The human CRB1 gene encodes the CRB1 protein, primarily expressed in retinal Muller cells and photoreceptors, where it regulates apical-basal polarity and cellular signalling through its role in adherence junctions and maintaining the outer limiting membrane barrier. Dysfunction of CRB1 results in a range of retinal phenotypes with few systemic implications reported. It has been suggested that disrupted Crb1 expression in the gastrointestinal epithelium of rd8 mouse models (Crb1 −/−) results in barrier dysfunction permitting translocation of bacteria to the retina.

Objective

Whole metabolomic analysis in patients can provide further insights into disease pathophysiology and aid the identification of potential systemic biomarkers.

Methods

Blood plasma from 25 molecularly confirmed CRB1-retinopathy patients from Moorfields Eye Hospital with 25 age- and gender-matched healthy controls underwent ultra-performance liquid chromatography-mass spectrometry (UPLC-MS).
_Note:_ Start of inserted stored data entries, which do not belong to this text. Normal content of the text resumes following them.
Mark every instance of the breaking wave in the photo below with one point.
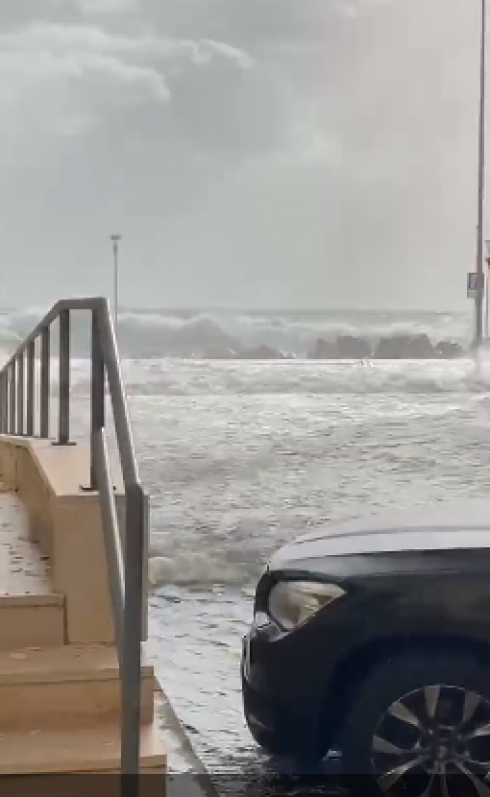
(184, 333)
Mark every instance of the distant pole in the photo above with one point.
(481, 181)
(487, 297)
(115, 252)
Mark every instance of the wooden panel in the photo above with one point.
(75, 751)
(69, 704)
(31, 625)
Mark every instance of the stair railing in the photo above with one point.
(127, 562)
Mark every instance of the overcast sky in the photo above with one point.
(253, 153)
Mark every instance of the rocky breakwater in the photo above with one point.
(397, 347)
(349, 347)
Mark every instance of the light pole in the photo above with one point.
(487, 295)
(115, 252)
(481, 182)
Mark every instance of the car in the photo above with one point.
(374, 636)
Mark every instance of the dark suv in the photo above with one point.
(375, 636)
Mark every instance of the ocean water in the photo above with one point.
(240, 457)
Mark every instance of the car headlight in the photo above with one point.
(292, 603)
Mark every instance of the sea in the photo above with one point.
(239, 457)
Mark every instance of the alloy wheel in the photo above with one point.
(434, 742)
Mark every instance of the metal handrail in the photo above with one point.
(125, 563)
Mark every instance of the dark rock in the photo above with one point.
(351, 348)
(405, 347)
(323, 350)
(261, 353)
(447, 350)
(220, 353)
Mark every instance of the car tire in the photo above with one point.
(413, 684)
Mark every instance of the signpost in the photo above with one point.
(475, 285)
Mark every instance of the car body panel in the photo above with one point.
(423, 575)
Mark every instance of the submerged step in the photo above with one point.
(31, 613)
(65, 687)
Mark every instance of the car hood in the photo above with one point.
(448, 526)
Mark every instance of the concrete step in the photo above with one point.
(31, 613)
(65, 687)
(94, 750)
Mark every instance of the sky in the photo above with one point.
(252, 153)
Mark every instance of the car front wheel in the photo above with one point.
(420, 725)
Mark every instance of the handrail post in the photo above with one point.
(20, 394)
(12, 397)
(31, 356)
(64, 379)
(3, 402)
(45, 382)
(97, 396)
(133, 617)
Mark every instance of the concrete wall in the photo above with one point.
(65, 521)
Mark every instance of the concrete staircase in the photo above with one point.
(59, 674)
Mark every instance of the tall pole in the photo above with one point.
(115, 274)
(481, 182)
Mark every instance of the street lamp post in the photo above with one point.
(487, 295)
(481, 181)
(115, 252)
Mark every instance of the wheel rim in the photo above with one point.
(434, 741)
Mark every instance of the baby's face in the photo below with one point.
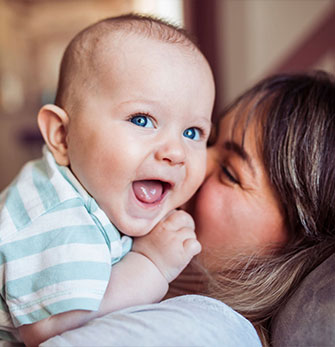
(138, 143)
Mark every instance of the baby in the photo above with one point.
(125, 146)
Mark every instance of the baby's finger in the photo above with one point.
(192, 247)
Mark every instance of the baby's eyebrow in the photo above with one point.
(237, 149)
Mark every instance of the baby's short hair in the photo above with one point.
(83, 48)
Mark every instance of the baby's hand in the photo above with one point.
(171, 244)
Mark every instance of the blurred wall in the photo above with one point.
(256, 36)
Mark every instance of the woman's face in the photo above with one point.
(236, 209)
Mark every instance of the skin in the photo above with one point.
(172, 88)
(169, 89)
(236, 210)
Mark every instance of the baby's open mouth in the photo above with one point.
(150, 191)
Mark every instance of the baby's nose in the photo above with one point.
(172, 152)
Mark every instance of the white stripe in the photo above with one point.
(7, 227)
(59, 255)
(5, 321)
(88, 289)
(76, 216)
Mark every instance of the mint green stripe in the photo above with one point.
(45, 188)
(85, 234)
(79, 270)
(58, 307)
(7, 336)
(16, 208)
(68, 204)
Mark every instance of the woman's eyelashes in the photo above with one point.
(229, 175)
(142, 120)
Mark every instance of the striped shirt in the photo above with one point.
(56, 246)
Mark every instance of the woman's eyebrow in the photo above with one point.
(237, 149)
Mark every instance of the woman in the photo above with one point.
(265, 214)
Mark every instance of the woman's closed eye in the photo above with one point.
(229, 175)
(142, 120)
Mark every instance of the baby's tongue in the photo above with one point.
(148, 191)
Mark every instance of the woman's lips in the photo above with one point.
(150, 191)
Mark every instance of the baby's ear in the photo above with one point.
(53, 123)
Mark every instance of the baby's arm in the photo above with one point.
(141, 277)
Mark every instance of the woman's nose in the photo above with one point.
(211, 161)
(172, 151)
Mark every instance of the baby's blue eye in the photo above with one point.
(192, 133)
(142, 121)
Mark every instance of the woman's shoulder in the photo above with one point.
(189, 320)
(308, 318)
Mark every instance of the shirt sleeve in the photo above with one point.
(60, 263)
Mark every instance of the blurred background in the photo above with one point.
(244, 40)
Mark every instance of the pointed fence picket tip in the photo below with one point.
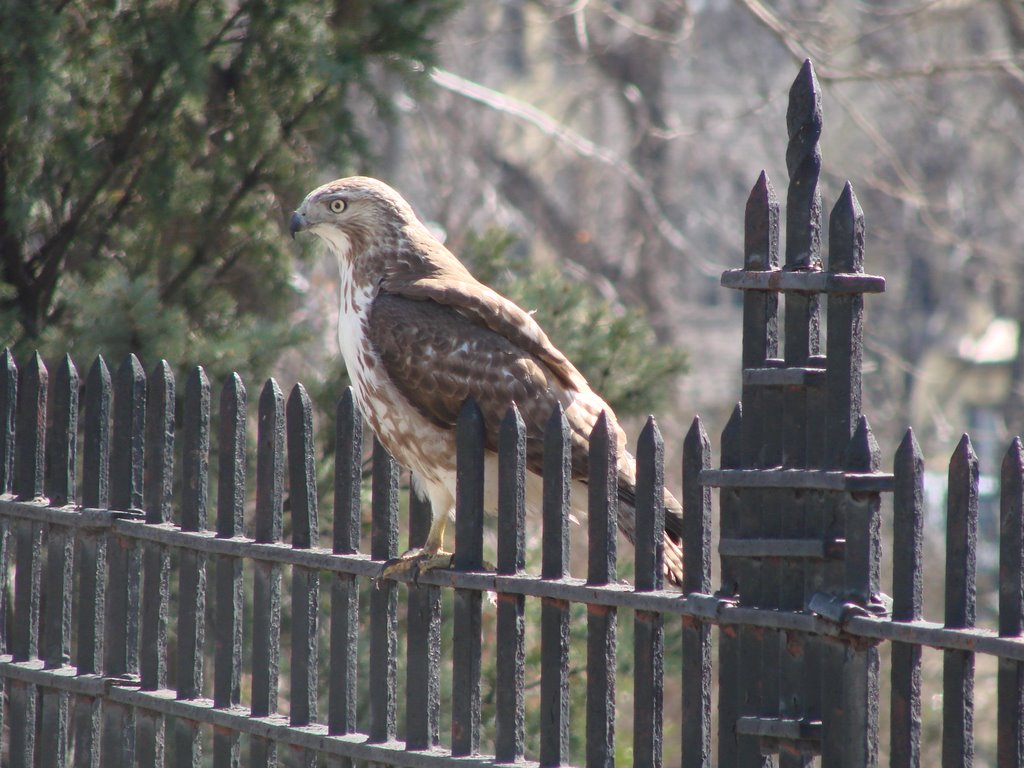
(805, 100)
(964, 453)
(696, 436)
(761, 226)
(131, 370)
(513, 421)
(846, 233)
(862, 451)
(270, 394)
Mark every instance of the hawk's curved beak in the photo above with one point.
(297, 223)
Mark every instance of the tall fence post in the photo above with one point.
(799, 511)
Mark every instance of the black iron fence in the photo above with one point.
(103, 558)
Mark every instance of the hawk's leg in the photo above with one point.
(428, 557)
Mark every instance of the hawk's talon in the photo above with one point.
(415, 561)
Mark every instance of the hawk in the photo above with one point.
(420, 335)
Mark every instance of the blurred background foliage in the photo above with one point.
(150, 150)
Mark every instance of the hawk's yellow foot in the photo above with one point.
(416, 561)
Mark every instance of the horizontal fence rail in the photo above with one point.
(173, 594)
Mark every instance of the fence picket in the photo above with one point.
(8, 416)
(28, 555)
(228, 598)
(305, 582)
(732, 749)
(383, 598)
(59, 483)
(510, 630)
(1010, 738)
(696, 635)
(554, 611)
(192, 570)
(423, 644)
(957, 666)
(908, 534)
(159, 477)
(648, 627)
(468, 556)
(90, 559)
(268, 527)
(61, 449)
(602, 521)
(344, 587)
(121, 642)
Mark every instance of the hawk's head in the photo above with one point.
(350, 213)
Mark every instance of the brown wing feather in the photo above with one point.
(441, 278)
(437, 358)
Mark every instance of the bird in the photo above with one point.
(420, 335)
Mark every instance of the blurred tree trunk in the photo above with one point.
(637, 66)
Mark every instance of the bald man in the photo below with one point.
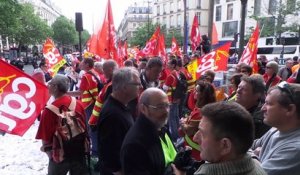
(146, 142)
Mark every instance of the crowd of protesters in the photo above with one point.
(138, 123)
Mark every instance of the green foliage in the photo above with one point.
(142, 35)
(64, 31)
(9, 18)
(31, 28)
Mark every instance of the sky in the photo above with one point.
(93, 11)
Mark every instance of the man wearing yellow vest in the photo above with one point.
(147, 147)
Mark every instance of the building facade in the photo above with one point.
(136, 15)
(171, 14)
(227, 16)
(45, 9)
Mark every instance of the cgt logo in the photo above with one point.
(14, 106)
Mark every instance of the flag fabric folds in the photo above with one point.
(21, 99)
(249, 55)
(195, 34)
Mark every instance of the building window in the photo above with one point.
(229, 11)
(198, 14)
(272, 7)
(291, 6)
(172, 21)
(198, 4)
(218, 13)
(178, 20)
(257, 7)
(229, 29)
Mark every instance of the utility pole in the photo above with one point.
(242, 27)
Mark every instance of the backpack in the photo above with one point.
(99, 83)
(181, 86)
(70, 138)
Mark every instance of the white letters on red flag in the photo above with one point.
(151, 48)
(195, 34)
(251, 48)
(53, 58)
(216, 60)
(175, 48)
(162, 49)
(21, 99)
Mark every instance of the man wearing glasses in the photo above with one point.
(115, 119)
(279, 149)
(146, 143)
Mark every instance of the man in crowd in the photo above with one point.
(150, 77)
(146, 144)
(115, 119)
(279, 149)
(225, 134)
(250, 94)
(285, 72)
(62, 157)
(88, 92)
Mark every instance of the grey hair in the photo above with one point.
(62, 82)
(273, 65)
(145, 96)
(123, 76)
(110, 63)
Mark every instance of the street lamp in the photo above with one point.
(242, 26)
(184, 28)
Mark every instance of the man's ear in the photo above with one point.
(226, 146)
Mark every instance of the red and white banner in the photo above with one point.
(21, 99)
(195, 34)
(175, 48)
(53, 58)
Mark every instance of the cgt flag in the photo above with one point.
(216, 60)
(53, 58)
(21, 99)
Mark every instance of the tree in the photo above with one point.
(64, 31)
(31, 28)
(9, 18)
(142, 35)
(277, 23)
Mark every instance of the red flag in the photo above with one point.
(21, 99)
(250, 52)
(195, 34)
(52, 56)
(175, 48)
(151, 48)
(216, 60)
(214, 39)
(107, 37)
(162, 49)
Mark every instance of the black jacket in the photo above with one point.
(114, 122)
(141, 152)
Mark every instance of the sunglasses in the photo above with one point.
(285, 87)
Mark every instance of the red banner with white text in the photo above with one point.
(21, 99)
(52, 56)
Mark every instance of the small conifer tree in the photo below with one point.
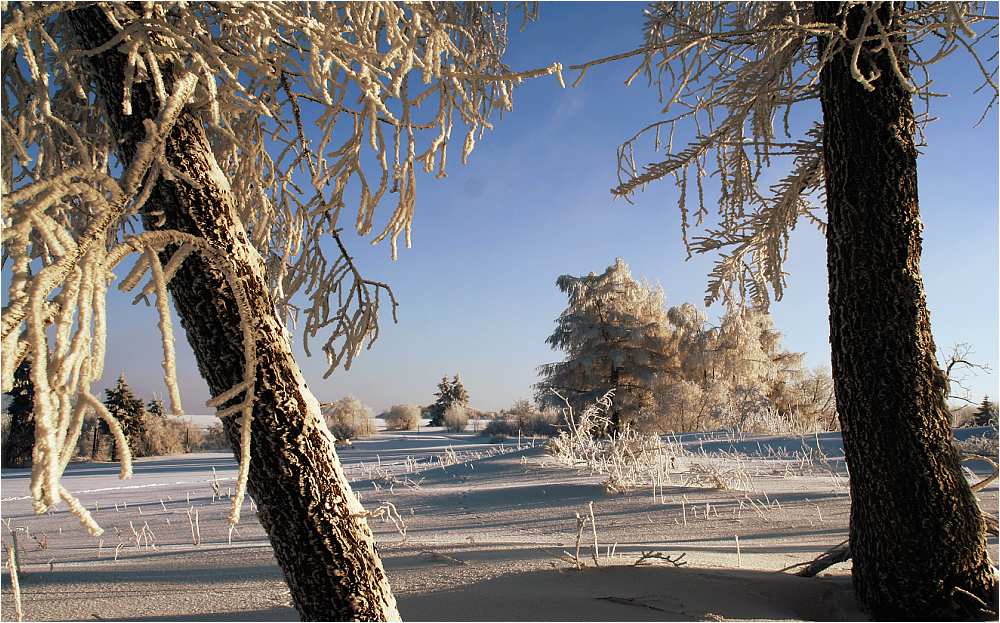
(20, 440)
(155, 407)
(125, 408)
(986, 414)
(450, 393)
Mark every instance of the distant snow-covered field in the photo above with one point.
(490, 533)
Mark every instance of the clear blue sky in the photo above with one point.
(477, 290)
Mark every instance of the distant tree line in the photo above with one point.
(146, 426)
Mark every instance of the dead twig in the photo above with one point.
(630, 601)
(646, 557)
(15, 586)
(438, 556)
(982, 484)
(839, 553)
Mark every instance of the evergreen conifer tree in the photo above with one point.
(458, 394)
(986, 415)
(449, 393)
(616, 336)
(125, 408)
(20, 440)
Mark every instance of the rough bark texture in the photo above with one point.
(917, 535)
(321, 538)
(20, 439)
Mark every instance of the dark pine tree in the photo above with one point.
(125, 408)
(986, 414)
(21, 438)
(918, 537)
(436, 410)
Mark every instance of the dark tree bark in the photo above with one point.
(20, 439)
(320, 535)
(917, 535)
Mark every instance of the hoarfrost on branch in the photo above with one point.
(311, 109)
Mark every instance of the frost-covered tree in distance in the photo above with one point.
(155, 407)
(233, 132)
(729, 71)
(450, 393)
(21, 436)
(615, 334)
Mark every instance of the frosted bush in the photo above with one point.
(628, 459)
(525, 419)
(402, 417)
(348, 418)
(214, 438)
(456, 418)
(986, 444)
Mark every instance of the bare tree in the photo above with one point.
(731, 73)
(217, 144)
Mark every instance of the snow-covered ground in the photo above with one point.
(486, 537)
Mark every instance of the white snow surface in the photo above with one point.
(485, 537)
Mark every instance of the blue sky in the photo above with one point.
(477, 290)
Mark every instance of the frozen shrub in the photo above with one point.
(348, 418)
(214, 437)
(456, 418)
(523, 418)
(402, 417)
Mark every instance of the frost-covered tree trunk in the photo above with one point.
(917, 534)
(318, 529)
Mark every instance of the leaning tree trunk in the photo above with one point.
(916, 531)
(320, 536)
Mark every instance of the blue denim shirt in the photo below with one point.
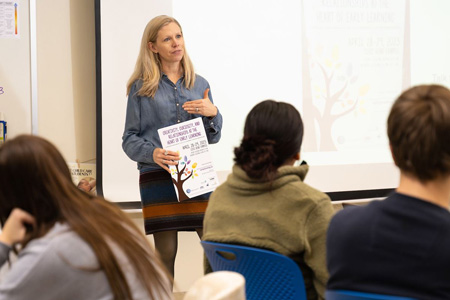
(146, 115)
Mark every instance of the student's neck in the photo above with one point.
(436, 191)
(173, 71)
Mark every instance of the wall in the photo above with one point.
(66, 95)
(15, 83)
(66, 76)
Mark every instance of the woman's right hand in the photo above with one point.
(165, 157)
(14, 231)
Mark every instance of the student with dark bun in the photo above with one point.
(265, 203)
(400, 245)
(73, 244)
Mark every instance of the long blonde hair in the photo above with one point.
(148, 64)
(35, 177)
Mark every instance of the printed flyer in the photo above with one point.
(194, 175)
(84, 177)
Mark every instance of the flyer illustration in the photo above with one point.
(194, 174)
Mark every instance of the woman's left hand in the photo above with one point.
(202, 107)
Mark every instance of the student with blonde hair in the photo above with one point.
(71, 244)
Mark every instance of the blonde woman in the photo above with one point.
(162, 91)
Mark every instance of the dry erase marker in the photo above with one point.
(2, 129)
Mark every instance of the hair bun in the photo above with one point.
(256, 156)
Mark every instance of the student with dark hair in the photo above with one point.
(265, 203)
(73, 244)
(400, 246)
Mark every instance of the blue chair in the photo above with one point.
(353, 295)
(268, 275)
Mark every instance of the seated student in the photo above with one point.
(264, 202)
(73, 245)
(401, 245)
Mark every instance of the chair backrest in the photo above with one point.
(222, 285)
(354, 295)
(268, 275)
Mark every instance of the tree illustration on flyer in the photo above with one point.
(179, 177)
(194, 174)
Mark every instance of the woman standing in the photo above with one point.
(162, 91)
(73, 244)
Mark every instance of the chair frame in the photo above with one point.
(356, 295)
(269, 275)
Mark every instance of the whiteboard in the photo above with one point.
(340, 63)
(15, 71)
MetaboLync pathway analysis identified affected metabolic pathways.

Results

Of 872 compounds, 244 were significantly altered in CRB1 patients. Key findings included disrupted bile acid metabolism, with elevated primary and secondary bile acids alongside increased gut microbial phenylalanine pathway metabolites, indicative of altered gut microbiome-related metabolic activity and altered enterohepatic circulation. However, sucrose and butyrate levels remained unchanged amongst groups, suggesting absence of metabolomic evidence for severe intestinal barrier dysfunction. Reductions in antioxidants and neuroprotective agents were found alongside energy metabolism dysregulation.

Conclusion

These findings reveal metabolic dysregulation in CRB1-retinopathy, including altered gut microbiome-related metabolic activity, and no strong metabolomic evidence of severe intestinal barrier disruption. The reductions in antioxidants, energy pathways and neuroprotective agents highlight potential therapeutic targets to delay disease progression. Further investigation into gut microbiome composition and intestinal permeability in humans with CRB1 retinopathies is warranted.